Astronomers have discovered the largest known comet, and it’s about a thousand times more massive than others.
Comet Bernardinelli-Bernstein, so named because it was found by University of Pennsylvania department of physics and astronomy graduate student Pedro Bernardinelli and Professor Gary Bernstein, is between 62 to 124 miles (100 to 200 kilometers) across. The team announced the discovery in June.
This unusual comet will make its closest approach to our sun in 2031, but you’ll likely need a large amateur telescope to see it.
The giant comet, also known as C/2014 UN271, is from the outskirts of our solar system and has been making its way toward our sun for millions of years. This is also the most distant comet to be discovered on its inbound journey, which will provide scientists a chance to observe and study it for years to come.
Comet Bernardinelli-Bernstein was found in six years of data collected by the Dark Energy Camera, which is located on the Víctor M. Blanco 4-meter Telescope at Cerro Tololo Inter-American Observatory in Chile. The data collected by this camera feeds into The Dark Energy Survey, a collaboration of more than 400 scientists across seven countries and 25 institutions.
The camera, also known as DECam, is helping to map 300 million galaxies across the night sky—but it also captures glimpses of comets and trans-Neptunian objects, or icy celestial bodies that reside along the outskirts of the solar system, beyond Neptune’s orbit.
Bernardinelli and Bernstein used algorithms at the National Center for Supercomputing Applications at the University of Illinois at Urbana-Champaign to identify trans-Neptunian objects. During their work, the astronomers traced 32 detections to one object.
Comets are icy relics that were kicked out of the solar system when the giant planets formed and migrated to their current configurations. As comets approach our sun during their orbits, their ice evaporates, creating their signature appearance.
Comets include a nucleus or the solid “dirty snowball” at its center. Comas are the gaseous clouds that form around the nucleus as the comet’s ice evaporates. The evaporating gas and dust are pushed behind the comet as well, creating two tails illuminated by sunlight. These tails can be hundreds or even millions of miles in length.
Images of the object taken between 2014 and 2018 did not show a cometary tail. But within the past three years, the object grew a tail, which officially makes it Comet Bernardinelli-Bernstein.

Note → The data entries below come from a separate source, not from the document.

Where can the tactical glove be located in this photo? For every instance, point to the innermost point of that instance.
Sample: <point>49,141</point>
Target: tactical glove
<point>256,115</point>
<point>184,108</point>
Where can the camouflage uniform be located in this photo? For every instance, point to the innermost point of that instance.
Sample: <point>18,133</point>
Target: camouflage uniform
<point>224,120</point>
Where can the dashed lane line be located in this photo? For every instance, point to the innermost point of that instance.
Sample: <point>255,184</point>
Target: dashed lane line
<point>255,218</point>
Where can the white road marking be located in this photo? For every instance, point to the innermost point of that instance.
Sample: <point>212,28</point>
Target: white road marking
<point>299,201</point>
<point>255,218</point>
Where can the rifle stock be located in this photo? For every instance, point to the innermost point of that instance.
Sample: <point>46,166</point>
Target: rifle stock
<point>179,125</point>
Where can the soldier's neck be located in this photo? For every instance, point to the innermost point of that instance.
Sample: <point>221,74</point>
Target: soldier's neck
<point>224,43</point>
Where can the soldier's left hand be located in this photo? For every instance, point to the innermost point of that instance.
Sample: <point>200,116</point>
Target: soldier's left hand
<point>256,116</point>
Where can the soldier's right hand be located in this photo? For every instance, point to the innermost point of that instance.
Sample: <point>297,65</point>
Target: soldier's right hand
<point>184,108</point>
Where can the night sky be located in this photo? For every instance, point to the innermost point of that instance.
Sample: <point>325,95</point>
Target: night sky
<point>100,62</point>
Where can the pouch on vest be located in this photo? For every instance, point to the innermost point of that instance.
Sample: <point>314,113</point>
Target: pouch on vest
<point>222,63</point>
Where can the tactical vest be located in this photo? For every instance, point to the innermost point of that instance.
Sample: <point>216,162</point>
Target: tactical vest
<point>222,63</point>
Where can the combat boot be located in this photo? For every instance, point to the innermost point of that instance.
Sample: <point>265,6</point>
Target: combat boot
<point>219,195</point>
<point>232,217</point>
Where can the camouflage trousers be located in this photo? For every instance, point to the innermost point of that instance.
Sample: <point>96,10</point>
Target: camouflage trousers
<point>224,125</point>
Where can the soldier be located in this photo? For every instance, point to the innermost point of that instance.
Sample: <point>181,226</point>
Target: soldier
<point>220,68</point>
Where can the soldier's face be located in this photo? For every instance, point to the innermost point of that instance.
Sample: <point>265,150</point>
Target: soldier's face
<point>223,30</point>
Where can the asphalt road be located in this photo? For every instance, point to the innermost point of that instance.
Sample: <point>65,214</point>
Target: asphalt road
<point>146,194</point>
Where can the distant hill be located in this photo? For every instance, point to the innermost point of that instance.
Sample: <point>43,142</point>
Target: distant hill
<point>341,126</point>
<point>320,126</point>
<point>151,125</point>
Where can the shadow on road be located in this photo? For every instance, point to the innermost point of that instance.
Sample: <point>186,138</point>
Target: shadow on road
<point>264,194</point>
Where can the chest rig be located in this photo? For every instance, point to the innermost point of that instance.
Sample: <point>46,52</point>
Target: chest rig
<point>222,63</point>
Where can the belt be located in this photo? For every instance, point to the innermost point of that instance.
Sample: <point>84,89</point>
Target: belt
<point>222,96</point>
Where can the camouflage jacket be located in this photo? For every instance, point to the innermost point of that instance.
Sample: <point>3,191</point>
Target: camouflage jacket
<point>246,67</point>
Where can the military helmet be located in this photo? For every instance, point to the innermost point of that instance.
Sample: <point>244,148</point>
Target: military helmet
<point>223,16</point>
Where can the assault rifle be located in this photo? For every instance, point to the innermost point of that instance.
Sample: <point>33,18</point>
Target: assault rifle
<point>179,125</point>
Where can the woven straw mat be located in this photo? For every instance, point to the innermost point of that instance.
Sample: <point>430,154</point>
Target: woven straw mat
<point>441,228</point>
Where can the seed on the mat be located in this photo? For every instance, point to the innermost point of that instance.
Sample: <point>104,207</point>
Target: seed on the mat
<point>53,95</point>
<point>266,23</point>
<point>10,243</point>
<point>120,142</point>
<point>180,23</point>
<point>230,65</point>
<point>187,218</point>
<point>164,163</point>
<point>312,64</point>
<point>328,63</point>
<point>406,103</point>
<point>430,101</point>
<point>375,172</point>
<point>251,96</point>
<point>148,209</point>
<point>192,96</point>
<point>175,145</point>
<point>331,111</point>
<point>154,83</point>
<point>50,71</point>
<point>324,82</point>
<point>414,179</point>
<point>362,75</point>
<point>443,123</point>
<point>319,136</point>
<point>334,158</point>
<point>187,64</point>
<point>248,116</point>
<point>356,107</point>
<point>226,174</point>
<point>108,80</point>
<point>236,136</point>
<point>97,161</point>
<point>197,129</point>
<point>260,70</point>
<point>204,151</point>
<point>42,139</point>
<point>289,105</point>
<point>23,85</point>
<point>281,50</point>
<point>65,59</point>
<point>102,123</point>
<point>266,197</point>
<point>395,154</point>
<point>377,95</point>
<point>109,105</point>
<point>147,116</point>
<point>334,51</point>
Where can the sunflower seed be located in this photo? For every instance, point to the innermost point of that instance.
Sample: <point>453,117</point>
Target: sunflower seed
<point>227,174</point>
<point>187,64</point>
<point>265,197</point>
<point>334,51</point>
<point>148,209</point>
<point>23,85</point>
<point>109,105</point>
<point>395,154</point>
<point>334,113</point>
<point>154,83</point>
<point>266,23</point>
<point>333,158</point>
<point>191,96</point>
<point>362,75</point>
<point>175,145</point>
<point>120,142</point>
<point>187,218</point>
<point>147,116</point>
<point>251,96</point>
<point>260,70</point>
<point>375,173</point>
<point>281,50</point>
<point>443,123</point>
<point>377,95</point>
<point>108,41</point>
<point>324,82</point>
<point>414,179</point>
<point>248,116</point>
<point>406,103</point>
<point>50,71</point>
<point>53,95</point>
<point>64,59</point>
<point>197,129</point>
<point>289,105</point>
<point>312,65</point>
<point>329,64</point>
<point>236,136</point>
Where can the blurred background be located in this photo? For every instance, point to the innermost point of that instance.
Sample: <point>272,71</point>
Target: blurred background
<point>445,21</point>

Observations made using the Las Cumbres Observatory network of telescopes around the globe helped confirm the status of the active comet.
“Since we’re a team based all around the world, it just happened that it was my afternoon, while the other folks were asleep. The first image had the comet obscured by a satellite streak, and my heart sank. But then the others were clear enough and gosh: there it was, definitely a beautiful little fuzzy dot, not at all crisp like its neighboring stars!” said Michele Bannister, astronomer at the University of Canterbury in New Zealand, in a statement.
The comet’s journey started over 3.7 trillion miles (6 trillion kilometers) away from the sun, or 40,000 astronomical units. The distance between Earth and the sun is one astronomical unit. For reference, Pluto is 39 astronomical units from the sun.
The comet came from the Oort Cloud of objects, an isolated group of icy objects that are more distant than anything else in our solar system. Scientists believe this is where comets come from, but they have never actually observed an object within the Oort Cloud.
The Oort Cloud is located between 2,000 and 100,000 astronomical units from the sun. Eventually, NASA spacecraft like Voyager 1 and 2, as well as New Horizons will reach the Oort Cloud. But by the time they do, their power sources will have been dead for centuries.
Comet Bernardinelli-Bernstein is currently about 1.8 billion miles (3 billion kilometers) away—about the distance of Uranus from the sun—and at its closest point in 2031, it will be just a bit more than Saturn’s distance to the sun.
“We have the privilege of having discovered perhaps the largest comet ever seen—or at least larger than any well-studied one—and caught it early enough for people to watch it evolve as it approaches and warms up,” Bernstein said in a statement. “It has not visited the planets in more than 3 million years.”
This unusual opportunity to study an inbound comet will allow astronomers a chance to better understand the origin and composition of the comet. It may be just one of many giant comets originating in the Oort Cloud.